Being of a literary turn of mind, Mr. Fitch is also a paid contributor to the laundry journals of the country, especially the National Journal, and it seems that his contributions, of both prose and poetry, are eagerly sought, and much of this matter has been republished in the regular press of the country.

"Billie" Fitch is one of the men who believes in going to the bottom of things as is evidenced in the fact that he passed the necessary examination for the position of grand lecturer (Masonic) for the state of Illinois, and carried off the prize and has served a number of years in that capacity. He is a thirty-second-degree Mason, a Shriner and an Elk.

The subject of this sketch has a character and manner peculiarly his own. Among his business associates he is known as "Pastor Bill." His writings and sayings are always in a highly moral and unselfish tone, which have brought him this unsought, and perhaps undesired prefix. No man more thoroughly despises wrangling and fault-finding and his competitors cannot but admire his entire fairness, even to the side of personal losses, rather than to engage in any form of self-exaltation.

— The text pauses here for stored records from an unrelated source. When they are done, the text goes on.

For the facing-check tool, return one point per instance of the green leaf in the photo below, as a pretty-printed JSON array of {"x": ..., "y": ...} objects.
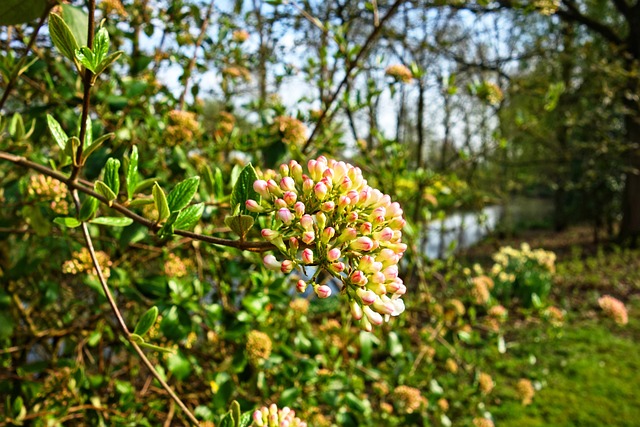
[
  {"x": 112, "y": 176},
  {"x": 85, "y": 56},
  {"x": 88, "y": 208},
  {"x": 146, "y": 321},
  {"x": 62, "y": 36},
  {"x": 108, "y": 61},
  {"x": 132, "y": 173},
  {"x": 182, "y": 193},
  {"x": 95, "y": 145},
  {"x": 67, "y": 221},
  {"x": 160, "y": 201},
  {"x": 104, "y": 190},
  {"x": 78, "y": 21},
  {"x": 243, "y": 190},
  {"x": 15, "y": 12},
  {"x": 240, "y": 224},
  {"x": 59, "y": 135},
  {"x": 101, "y": 45},
  {"x": 189, "y": 217},
  {"x": 113, "y": 221}
]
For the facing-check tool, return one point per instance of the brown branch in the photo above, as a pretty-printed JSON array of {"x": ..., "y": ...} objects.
[
  {"x": 16, "y": 71},
  {"x": 192, "y": 63},
  {"x": 352, "y": 65},
  {"x": 153, "y": 226}
]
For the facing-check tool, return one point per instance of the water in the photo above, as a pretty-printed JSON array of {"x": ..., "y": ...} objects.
[{"x": 459, "y": 231}]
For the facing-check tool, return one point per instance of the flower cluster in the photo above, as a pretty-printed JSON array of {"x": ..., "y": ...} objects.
[
  {"x": 183, "y": 127},
  {"x": 49, "y": 189},
  {"x": 525, "y": 391},
  {"x": 332, "y": 219},
  {"x": 614, "y": 308},
  {"x": 258, "y": 347},
  {"x": 292, "y": 130},
  {"x": 408, "y": 399},
  {"x": 81, "y": 263},
  {"x": 399, "y": 72},
  {"x": 274, "y": 417}
]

Mr. Fitch has been twice married, first to Ella Mae Jack, of Muscatine, Iowa. A son and daughter were born to this union, Mary Luella, a stenographer, and Frank, in school. His present wife was Charlottina Trout, of Peru, and they have one son, Harold William, thirteen years of age.

In politics and religion Mr. Fitch is extremely liberal. He is free and outspoken, yet never obtrusive. Politically, he supports the men whose sayings and doings most cleanly coincide with his own views regarding the issue. But it must be added that such men, thus far, have usually been found in the Republican party. He is not a member of any church organization, though interested in every movement that has for its aim "the greatest good to the greatest number.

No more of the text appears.